How can you obtain your ancestor’s Compiled Military Service Record (CMSR)? I acquired John Fenton’s CMSR in person at the National Archives in 2011, when I still lived near Washington, D.C. It was a definitely an experience to be able to view and photograph the original document at my leisure; although the National Archives can seem intimidating, I was able to place my request without any problems and there were plenty of staff members and volunteers willing to point me in the right direction as needed. If you don’t find yourself there anytime soon, and if the CMSR that you seek isn’t available online or on microfilm at a local branch of the National Archives, you can still request a copy for a fee, using information located in indexes online. The online ordering system is easy to use – just be prepared to wait for your record to arrive in the mail!



SOURCES
1 Compiled service record, John Fenton, Pvt. Co. M, 3 Illinois Inf.; Carded Records, Volunteer Organizations, Civil War; Records of the Adjutant General’s Office, 1780s-1917, Record Group 94; National Archives, Washington, D.C.
2 Compiled military service record, John Fenton, Pvt. Co. M, 3 Ill. Inf., Civil War, RG 94, NA-Washington.

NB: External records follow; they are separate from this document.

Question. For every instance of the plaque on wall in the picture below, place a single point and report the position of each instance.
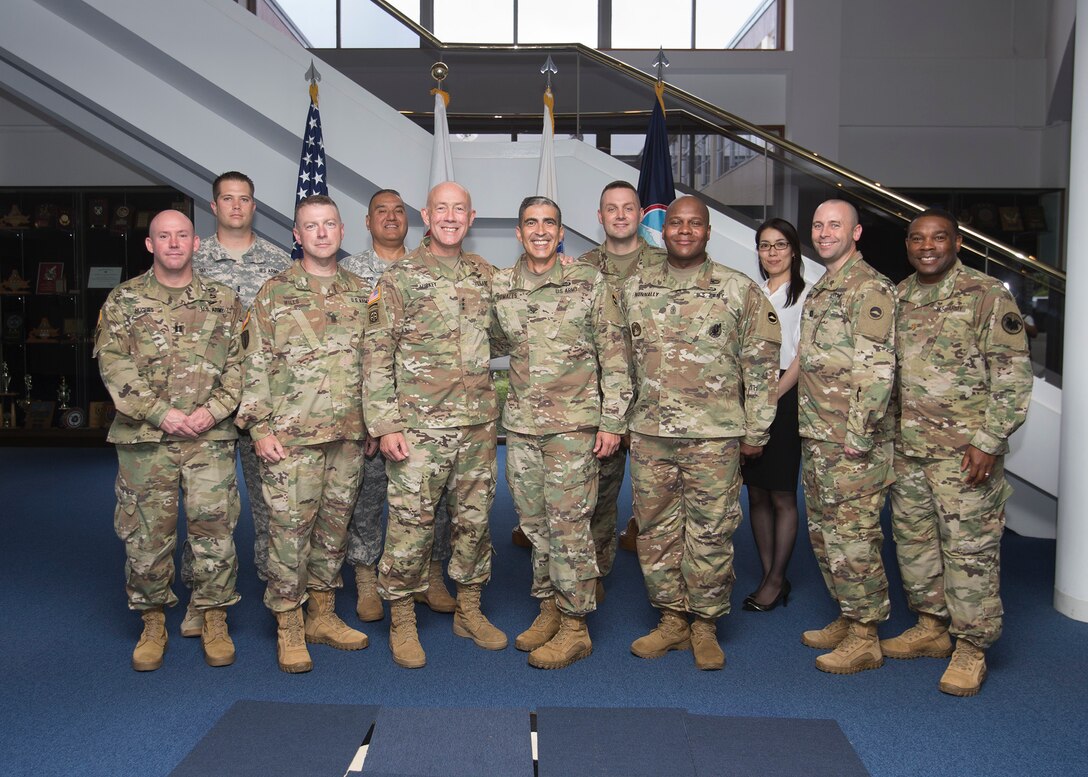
(1011, 219)
(50, 278)
(97, 212)
(122, 218)
(46, 216)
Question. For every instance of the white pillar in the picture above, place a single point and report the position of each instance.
(1071, 578)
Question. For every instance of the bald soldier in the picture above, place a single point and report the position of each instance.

3 1850 U.S. census, Summit County, Ohio, population schedule, Stow, p. 931 (penned), dwelling 33, family 52, John Fenton; digital image, Ancestry.com (http://www.ancestry.com : accessed 11 November 2013), citing National Archives microfilm M432, roll 732.
4 1850 U.S. census, Summit Co., Oh., pop. sch., Stow, p. 931 (penned), dwell. 33, fam. 52, John Fenton.
5 1860 U.S. census, Montgomery County, Illinois, population schedule, Audubon Post Office, p. 319 (penned), dwelling 2284, family 2287, John Fenton; digital image, Ancestry.com (http://www.ancestry.com : accessed 11 November 2013), citing National Archives microfilm M653, roll 214.
6 Compiled military service record, John Fenton, Pvt. Co. M, 3 Ill. Inf., Civil War, RG 94, NA-Washington.
7 1860 U.S. census, Montgomery Co., Ill., pop. sch., Audubon P.O., p. 319 (penned), dwell. 2284, fam. 2287, John Fenton.
8 1860 U.S. census, Christian County, Illinois, population schedule, Pana, p. 319 (penned), dwelling 574, family 5114, Harriet Fenton; digital image, Ancestry.com (http://www.ancestry.com : accessed 11 November 2013), citing National Archives microfilm M653, roll 161.
9 “U.S., Civil War Pension Index: General Index to Pension Files, 1861-1934,” digital images, Ancestry.com (http://www.ancestry.com : accessed 11 November 2013); John Fenton (Co. M, 3rd Ill. Inf.) index card; imaged from General Index to Pension Files, 1861-1934, T288 (Washington, D.C.: National Archives [n.d.]), roll 150.
10 Compiled military service record, John Fenton, Pvt. Co. M, 3 Ill. Inf., Civil War, RG 94, NA-Washington.